Extracting a third communication sample vector and a fourth communication sample vector from the third communication sample data and the fourth communication sample data respectively by utilizing the characteristic extraction network;

respectively calculating a first average value vector, a third average value vector and a fourth average value vector of the first communication sample vector, the third communication sample vector and the fourth communication sample vector in each communication category;

calculating Euclidean distances between the first mean value vector, the third mean value vector and the fourth mean value vector, and summing to obtain a first Euclidean distance loss function value;

a clustering algorithm is utilized to respectively select a second preset number of first characteristic points from the first communication sample vectors of all the communication categories, and select the second preset number of second characteristic points from the third communication sample vectors of all the communication categories;

calculating Euclidean distances between the first characteristic points and the second characteristic points, and averaging to obtain a second Euclidean distance loss function value;

and calculating the second loss function value according to the first Euclidean distance loss function value and the second Euclidean distance loss function value.

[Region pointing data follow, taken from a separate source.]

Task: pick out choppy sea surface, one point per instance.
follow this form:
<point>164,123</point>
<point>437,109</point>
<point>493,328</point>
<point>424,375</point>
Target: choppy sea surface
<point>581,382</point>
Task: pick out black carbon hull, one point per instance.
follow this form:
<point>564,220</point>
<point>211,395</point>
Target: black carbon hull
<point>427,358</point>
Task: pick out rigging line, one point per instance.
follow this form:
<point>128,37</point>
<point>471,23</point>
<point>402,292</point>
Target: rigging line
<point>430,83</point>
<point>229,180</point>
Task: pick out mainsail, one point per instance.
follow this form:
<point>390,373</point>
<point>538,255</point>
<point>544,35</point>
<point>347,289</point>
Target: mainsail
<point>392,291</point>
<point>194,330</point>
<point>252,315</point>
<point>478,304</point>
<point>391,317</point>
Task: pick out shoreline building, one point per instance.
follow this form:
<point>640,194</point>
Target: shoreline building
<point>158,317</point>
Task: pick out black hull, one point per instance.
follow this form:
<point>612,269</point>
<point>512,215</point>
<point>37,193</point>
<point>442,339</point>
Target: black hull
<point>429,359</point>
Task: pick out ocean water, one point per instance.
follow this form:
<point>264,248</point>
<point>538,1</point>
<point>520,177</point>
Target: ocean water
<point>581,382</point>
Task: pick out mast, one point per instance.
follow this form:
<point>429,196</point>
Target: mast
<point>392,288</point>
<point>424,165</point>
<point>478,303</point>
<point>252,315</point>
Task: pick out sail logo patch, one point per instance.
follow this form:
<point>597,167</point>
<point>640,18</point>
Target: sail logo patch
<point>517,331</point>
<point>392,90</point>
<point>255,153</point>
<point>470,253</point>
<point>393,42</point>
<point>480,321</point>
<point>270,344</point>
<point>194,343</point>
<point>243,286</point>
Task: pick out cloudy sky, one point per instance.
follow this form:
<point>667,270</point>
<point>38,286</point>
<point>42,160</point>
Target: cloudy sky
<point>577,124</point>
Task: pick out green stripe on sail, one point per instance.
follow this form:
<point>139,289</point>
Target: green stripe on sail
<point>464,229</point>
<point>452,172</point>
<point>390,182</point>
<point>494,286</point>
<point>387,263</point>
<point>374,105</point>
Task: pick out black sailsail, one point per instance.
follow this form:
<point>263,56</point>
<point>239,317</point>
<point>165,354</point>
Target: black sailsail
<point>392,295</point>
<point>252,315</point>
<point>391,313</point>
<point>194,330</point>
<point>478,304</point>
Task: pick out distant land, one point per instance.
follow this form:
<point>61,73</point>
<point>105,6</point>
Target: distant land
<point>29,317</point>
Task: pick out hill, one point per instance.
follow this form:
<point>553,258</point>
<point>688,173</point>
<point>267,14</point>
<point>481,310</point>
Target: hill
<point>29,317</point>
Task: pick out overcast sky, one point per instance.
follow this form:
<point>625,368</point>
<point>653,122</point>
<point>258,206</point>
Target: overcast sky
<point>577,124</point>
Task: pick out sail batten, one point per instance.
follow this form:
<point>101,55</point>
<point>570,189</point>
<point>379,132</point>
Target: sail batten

8. The communication detection method according to claim 7, wherein the first euclidean distance loss function value is calculated by the following formula:

wherein LG represents the first Euclidean distance loss function value,

representing the first mean vector, +.>

Representing the third mean vector, +.>

Representing the fourth mean vector, k representing the number of communication categories, +.>

Representing the Euclidean distance;

the calculation formula of the second Euclidean distance loss function value is as follows:

wherein LL represents the second euclidean distance loss function value, R represents the second preset number,

n-th,/in the first feature points representing the selected R i-th communication categories in the first communication sample vector>

And representing the mth of the second characteristic points of the R ith communication categories selected from the third communication sample vector.

9. A computer device comprising a processor, a memory coupled to the processor, the memory having stored therein program instructions that, when executed by the processor, cause the processor to perform the steps of the communication detection method of any of claims 1-8.

10. A storage medium storing program instructions capable of implementing the communication detection method according to any one of claims 1 to 8.